As Gifty juggles her mother’s arrival with the pressure of finishing her Ph.D., she’s really dealing with the larger task of exploring how to stop hiding who she is. Gyasi does an excellent job building a character who’s brilliant and tough and driven but also deeply damaged, with a need to keep others at a distance. It’s a compelling portrait of what it’s like to be an “adult child,” and it uses sure, elegant prose to let us into Gifty’s interior life without stranding us there.

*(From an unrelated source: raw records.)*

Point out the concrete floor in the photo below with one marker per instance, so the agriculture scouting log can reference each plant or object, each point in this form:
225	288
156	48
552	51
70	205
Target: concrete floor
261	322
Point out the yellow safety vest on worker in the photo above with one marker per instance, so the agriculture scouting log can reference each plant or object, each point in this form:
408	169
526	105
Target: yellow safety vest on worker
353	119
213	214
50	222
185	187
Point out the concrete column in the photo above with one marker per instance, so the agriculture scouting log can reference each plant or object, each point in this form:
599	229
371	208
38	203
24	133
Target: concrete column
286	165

“Transcendent Kingdom” isn’t perfect. There’s a contentious, intimate-verging-unt0-romantice relationship with another student at Harvard that the novel doesn’t seem quite to know what to do with. The book also ends with a jump ahead in time that felt a little too easy for me. Nonetheless, I found it a great read, particularly with anyone who’s seen the impact addiction has on families.

Quotes

“I had never been to therapy myself, and when the time came for me to choose what to study, I didn’t choose psychology. I chose molecular biology. I think when people heard about my brother they assumed that I had gone into neuroscience out of a sense of duty to him, but the truth is I’d started this work not because I wanted to help people but because it seemed like the hardest thing you could do, and I wanted to do the hardest thing. I wanted to flay any mental weakness off my body like fascia from muscle. Throughout high school, I never touched a drop of alcohol because I lived in fear that addiction was like a man in a dark trench coat, waiting for me to get off the well-lit sidewalk and step into an alley. I had seen the alley. I had watched Nana walk into the alley and I had watched my mother go in after him, and I was so angry at them for not being strong enough to stay in the light. And so I did the hard thing.”

***

“I loved Alabama in the evenings, when everything got still and lazy and beautiful, when the sky felt full, fat with bugs.”

***

“She paid for the chips and my sandwich as well, and we headed over to the high-tops at the far end of the shop. It was almost empty save a few undergrads who had made their way over to this graduate student part of campus, probably for the quiet, the decreased chance of recognition. I’d once been like that, so lonely that I craved further loneliness. Even after I’d made a few friends in college, I would still go out of my way to create whatever conditions I needed that might allow me to be alone.”

***

“I didn’t mind that the library was neither cool nor hip. I liked Mrs. Greer with her soda addiction and her dedication to the eighties perm. In fact, if there was anyone at school that year who would have honestly cared about my problems at home, who would have listened to my worries and found a way to help, it would have been Mrs. Greer.

‘I’m fine,’ I told her, and as soon as the lie left my lips I knew that I was going to take care of my mother myself. I was going to nurse her back to health through the sheer force of my eleven-year-old will. I would not lose her.”